At least 841 people executed in Iran in 2025, UN says

The United Nations rights office said there had been a "major increase in executions during the first half of 2025".
More than 800 people have been executed in Iran since the start of the year, the UN said Friday, decrying "a systematic pattern of using the death penalty as a tool of state intimidation".
The United Nations rights office said there had been a "major increase in executions during the first half of 2025".
"Iranian authorities have executed at least 841 people since the beginning of the year and up until August 28, 2025," spokeswoman Ravina Shamdasani told reporters in Geneva, warning that "the real situation might be different. It might be worse, given the lack of transparency".
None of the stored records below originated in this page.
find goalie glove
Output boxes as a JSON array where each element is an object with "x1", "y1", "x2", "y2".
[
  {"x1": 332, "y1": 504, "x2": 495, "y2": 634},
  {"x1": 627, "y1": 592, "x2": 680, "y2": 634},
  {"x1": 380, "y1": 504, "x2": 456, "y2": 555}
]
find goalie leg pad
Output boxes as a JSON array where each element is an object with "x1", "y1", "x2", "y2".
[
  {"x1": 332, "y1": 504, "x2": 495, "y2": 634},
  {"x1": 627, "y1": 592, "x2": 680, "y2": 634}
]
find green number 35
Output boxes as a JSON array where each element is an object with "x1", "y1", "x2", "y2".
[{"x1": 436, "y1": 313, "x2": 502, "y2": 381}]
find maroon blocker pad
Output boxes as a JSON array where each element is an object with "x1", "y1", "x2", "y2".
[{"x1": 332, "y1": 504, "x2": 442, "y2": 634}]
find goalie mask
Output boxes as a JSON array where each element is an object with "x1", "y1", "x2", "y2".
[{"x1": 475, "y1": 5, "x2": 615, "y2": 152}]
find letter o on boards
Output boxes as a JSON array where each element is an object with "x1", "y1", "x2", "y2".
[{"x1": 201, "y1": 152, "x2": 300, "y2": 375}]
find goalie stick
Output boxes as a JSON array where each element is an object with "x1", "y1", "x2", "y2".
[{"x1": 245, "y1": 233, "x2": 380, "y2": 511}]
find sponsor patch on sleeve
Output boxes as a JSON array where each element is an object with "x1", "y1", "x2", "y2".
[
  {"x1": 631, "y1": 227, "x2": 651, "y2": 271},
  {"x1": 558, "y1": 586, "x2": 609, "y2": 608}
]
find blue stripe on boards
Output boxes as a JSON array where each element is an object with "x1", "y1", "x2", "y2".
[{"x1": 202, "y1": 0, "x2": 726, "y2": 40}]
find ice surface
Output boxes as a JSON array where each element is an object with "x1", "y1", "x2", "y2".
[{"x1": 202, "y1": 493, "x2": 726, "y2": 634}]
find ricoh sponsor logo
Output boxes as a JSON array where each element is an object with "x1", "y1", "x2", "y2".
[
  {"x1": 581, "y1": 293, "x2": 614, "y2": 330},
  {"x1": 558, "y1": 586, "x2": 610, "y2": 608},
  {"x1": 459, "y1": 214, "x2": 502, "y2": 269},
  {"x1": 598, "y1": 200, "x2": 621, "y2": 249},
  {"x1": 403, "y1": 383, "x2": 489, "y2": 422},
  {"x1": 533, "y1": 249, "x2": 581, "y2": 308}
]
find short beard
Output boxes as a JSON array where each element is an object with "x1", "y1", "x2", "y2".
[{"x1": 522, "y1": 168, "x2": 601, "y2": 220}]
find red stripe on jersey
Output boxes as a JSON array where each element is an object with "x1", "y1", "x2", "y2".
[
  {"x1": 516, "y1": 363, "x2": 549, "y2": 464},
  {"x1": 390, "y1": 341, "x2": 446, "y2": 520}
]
In July alone, she said Iran had executed at least 110 individuals — double the number of people executed in July 2024.
"The high number of executions indicates a systematic pattern of using death penalty as a tool of state intimidation, with disproportionate targeting of ethnic minorities and migrants," she cautioned.
Shamdasani in particular lamented the use of public executions in Iran, with the rights office documenting seven such cases since the beginning of the year.
"Public executions add an extra layer of outrage upon human dignity... not only on the dignity of the people concerned, the people who are executed, but also on all those who have to bear witness," she said.
"The psychological trauma of bearing witness to somebody being hanged in public, particularly for children, is unacceptable.".
Shamdasani said that 11 individuals were currently facing "imminent execution" in Iran, including six who have been charged with "armed rebellion" due to alleged membership of the exiled opposition People's Mujahedeen Organization of Iran (MEK).
The other five had been sentenced to death over their participation in large-scale protests in 2022, she said, adding that Iran's supreme court confirmed last week the death sentence against workers' rights activist Sharifeh Mohammadi.
"The death penalty is incompatible with the right to life and irreconcilable with human dignity," she insisted.
"It creates an unacceptable risk of executing innocent people. It should never be imposed for conduct that is protected under international human rights law."
The UN rights office was urging Iran's government "not to implement the death penalty against these and other individuals on death row", Shamdasani said.